Despite recent market turbulence, the UK is still dedicated to being a global center for the cryptocurrency business. Member of Parliament and HM Treasury Economic Secretary Andrew Griffith emphasized his dedication to the sector by calling it “the sector I have dedicated the most time to” during a UK Parliament Treasury Committee meeting on January 10.
The following phases will be the launch of a wholesale stablecoin and the Financial Markets Infrastructure (FMI) sandbox. The Financial Services and Markets (FSM) bill, which will also receive its second reading in the House of Lords on January 10, has those components.
In the “long runtime” preceding the probable launch of a central bank digital currency (CBDC), Griffith predicted that a stablecoin would serve as the initial application of what is expected to be a wholesale settlement coin.
Stablecoins are “here now”; thus, they require immediate attention, according to Griffith, who supported the work on the wholesale stablecoin. He pointed out that it is still being determined if private stablecoins would be allowed in case a CBDC was to be launched. He added that British retail CBDC if one were to be introduced, would be anonymous and intermediary.
In “weeks, not months,” a consultative paper on CBDC will be released, followed by another on crypto legislation. In addition, the government will hold at least six roundtables with the cryptocurrency industry this year.
He further claimed that the administration does not ignore and believes that the technology is just a phase. Griffith said that, unlike blockchain technology, current technology is unable to address problems like settlement time in the banking sector disruptively.

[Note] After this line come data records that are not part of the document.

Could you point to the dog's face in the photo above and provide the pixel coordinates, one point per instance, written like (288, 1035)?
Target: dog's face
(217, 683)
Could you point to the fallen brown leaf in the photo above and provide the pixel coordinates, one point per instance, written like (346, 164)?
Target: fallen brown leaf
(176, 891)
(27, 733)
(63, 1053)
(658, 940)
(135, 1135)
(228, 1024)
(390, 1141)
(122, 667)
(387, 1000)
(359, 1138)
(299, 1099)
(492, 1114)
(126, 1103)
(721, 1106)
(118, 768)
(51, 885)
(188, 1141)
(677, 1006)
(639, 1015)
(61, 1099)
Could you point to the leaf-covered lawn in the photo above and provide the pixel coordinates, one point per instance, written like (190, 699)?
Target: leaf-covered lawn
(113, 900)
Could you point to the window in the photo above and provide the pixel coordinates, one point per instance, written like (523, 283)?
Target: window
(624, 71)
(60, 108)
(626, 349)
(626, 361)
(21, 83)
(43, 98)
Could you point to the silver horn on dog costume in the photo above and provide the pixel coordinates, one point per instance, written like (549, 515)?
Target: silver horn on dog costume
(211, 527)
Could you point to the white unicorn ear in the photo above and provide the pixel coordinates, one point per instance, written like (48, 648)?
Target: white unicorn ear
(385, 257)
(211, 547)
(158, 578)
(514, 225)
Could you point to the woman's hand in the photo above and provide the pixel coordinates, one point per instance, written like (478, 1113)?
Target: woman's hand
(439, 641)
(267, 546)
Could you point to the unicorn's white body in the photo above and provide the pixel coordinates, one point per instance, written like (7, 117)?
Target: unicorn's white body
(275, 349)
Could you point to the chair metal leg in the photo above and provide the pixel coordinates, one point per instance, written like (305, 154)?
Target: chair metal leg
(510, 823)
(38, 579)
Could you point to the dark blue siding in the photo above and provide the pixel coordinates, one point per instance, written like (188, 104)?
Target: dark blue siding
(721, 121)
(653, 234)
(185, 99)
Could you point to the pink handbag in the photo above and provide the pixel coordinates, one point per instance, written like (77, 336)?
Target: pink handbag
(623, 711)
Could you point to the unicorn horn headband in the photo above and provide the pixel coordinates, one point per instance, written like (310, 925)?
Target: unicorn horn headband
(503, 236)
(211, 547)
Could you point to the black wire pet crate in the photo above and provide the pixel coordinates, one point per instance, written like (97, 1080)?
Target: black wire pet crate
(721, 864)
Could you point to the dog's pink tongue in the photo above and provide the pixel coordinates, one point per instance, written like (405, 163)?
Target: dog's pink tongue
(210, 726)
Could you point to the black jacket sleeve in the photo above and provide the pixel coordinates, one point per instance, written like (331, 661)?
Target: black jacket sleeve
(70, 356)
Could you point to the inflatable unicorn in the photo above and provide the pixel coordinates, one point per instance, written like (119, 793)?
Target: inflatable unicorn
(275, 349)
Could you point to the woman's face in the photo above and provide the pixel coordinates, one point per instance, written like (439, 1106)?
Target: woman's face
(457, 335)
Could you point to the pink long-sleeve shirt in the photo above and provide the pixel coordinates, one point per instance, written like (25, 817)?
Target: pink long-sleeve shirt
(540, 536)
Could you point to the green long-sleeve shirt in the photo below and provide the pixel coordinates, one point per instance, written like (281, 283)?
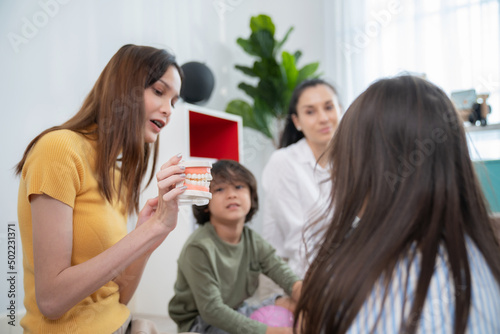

Griffith noted a distinction between using cryptocurrency as a kind of investment and a payment method for retail customers. Griffith stated that unbacked cryptocurrency may “find a role or not in the market.”
For digital and financial inclusion, crypto-based payment methods are a problem. However, according to Griffith, there is a strong commitment to the continuous usage and accessibility of cash, in which banks continue to have a part.
The FSM bill will also permit the licensing of a few new payment apps in the FMI sandbox and their release on the market, and it might “be done before Easter.” According to Griffith, the use cases for crypto-based wholesale fintech may initially be found in ledgers and registers “in the middle office.”
Griffith promised a committee member that complete regulation of the cryptocurrency asset markets would not be accomplished in 2023.
Consumer protection is currently greatly aided by the regulation of cryptocurrency advertisements. Customers can verify that they are doing business with a regulated company by looking for the Financial Conduct Authority (FCA) emblem on advertisements. Laura Mountford, the committee’s deputy director for payments and innovation at the Treasury, spoke. AShe quoted the FCA, asserting that just 40% of customers recognize or believe that purchasing cryptocurrency assets is a gamble.